久我はまだ納得行かないのか、俺の腕を掴んだ。
いつもと違う反応に戸惑ってしまう。
「ユウリ、俺が他の人と遊ぶなんて思われると心外だ。それに、ひと月も離れることに耐えられるか不安だよ。
札幌の仕事、本当にお前でなければダメなの?その仕事、お前はやってみたいの?」
久我からの思わぬ言葉に、俺はついカッとなってしまった。
「久我どうしたんだよ?大阪にいく時だって応援してくれたじゃないか?
あの時はむしろ俺がお前と付き合いたてで離れる自信なかったし、自分の能力では無理と思ったから断ろうと思ったけど、今は違うよな?
俺、仕事今は楽しいし、お前とも結婚したし。何を心配してるんだよ」
久我はその場に正座して言い直した。
「ユウリを1人で札幌に行かせるのが心配なんだ。1人だと誰かの毒歯にかかるかもしれないし。俺はお前が凄く心配で・・・」
俺は我慢できなくて、自然と声が大きくなった。
「それが嫌なんだよ。なんで俺だけお前に守られないといけないの?女性との経験が少ないから?
だから簡単に誰かに誘われてついて行くとでも思った?
お前はモテるから余裕なんだよ。俺だって年と共に色々経験して、守られるだけの男でなくなっているんだよ。
俺だってお前を守りたいし、お前に寄ってくる女性にむかつくし、愛想笑いするお前も本当は見たくもない。
だから、少し考えたいし、ひとりでも問題ないって、久我いなくても1人の男として大丈夫って証明したい。
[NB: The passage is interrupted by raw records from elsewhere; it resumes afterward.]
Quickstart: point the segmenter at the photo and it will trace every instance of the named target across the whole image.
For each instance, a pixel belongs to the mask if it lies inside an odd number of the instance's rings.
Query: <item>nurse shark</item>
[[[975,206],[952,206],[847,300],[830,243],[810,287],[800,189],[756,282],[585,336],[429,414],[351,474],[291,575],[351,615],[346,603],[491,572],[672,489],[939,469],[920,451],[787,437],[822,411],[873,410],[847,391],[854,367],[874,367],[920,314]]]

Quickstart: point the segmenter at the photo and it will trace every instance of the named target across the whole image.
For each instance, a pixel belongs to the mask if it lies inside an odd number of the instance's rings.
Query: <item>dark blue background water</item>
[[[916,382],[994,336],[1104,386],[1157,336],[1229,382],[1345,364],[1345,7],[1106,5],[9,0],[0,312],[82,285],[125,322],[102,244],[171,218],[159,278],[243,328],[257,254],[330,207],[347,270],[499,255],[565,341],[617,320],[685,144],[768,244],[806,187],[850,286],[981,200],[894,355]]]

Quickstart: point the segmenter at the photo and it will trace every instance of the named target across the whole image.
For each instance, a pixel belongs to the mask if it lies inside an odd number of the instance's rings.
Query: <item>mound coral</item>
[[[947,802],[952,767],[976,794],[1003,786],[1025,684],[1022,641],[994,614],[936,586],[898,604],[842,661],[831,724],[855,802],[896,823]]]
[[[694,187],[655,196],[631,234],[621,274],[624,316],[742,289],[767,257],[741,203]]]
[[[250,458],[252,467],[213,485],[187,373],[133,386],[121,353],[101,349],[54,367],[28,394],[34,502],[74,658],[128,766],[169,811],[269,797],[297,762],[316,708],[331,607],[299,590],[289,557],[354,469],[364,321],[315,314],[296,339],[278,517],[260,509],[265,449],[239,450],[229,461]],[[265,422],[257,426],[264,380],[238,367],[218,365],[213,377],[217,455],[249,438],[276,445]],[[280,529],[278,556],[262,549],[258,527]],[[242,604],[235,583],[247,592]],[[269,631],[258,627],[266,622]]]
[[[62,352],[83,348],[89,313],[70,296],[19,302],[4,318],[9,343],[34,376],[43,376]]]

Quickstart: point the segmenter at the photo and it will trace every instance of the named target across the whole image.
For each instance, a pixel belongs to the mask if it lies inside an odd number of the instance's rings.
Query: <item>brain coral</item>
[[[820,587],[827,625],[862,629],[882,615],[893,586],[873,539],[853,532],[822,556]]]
もちろん今回は仕事がメインだぞ。だから俺は札幌行ってくる。お前、絶対に遊びに来るな」
あっ、と言う顔を久我はして、急に慌てはじめた。
「ごめん、ユウリ。俺がこの前酔って帰ってきて、お前に何も知らなくていいって言ったこと、やっぱり気にしているんだな。
許してくれ。女性経験なんてどうでも良いんだよ、ユウリはユウリで・・・」
あぁ、俺はやっぱり気にしてるんだ、自分の経験の少なさを。
認めたくなかったけど、俺は卑屈な気持ちを抱いている。自分の器の小ささに釈然として嫌になる。
もう、この件は、久我と話し合いたくない。
「お前は俺に甘すぎる。お前、俺のオカンじゃないんだから、子供の成長に戸惑う顔なんてするなよ。俺がいい歳して反抗期みたいじゃないか。
俺のこと信じられないなら、もう、それでいい」
俺は久我から逃げるように風呂場に向かった。
卑屈な気持ちと、久我への劣等感でぐちゃぐちゃになった頭を冷やしたかった。
久我が息を飲む音を、俺は背中で感じていた。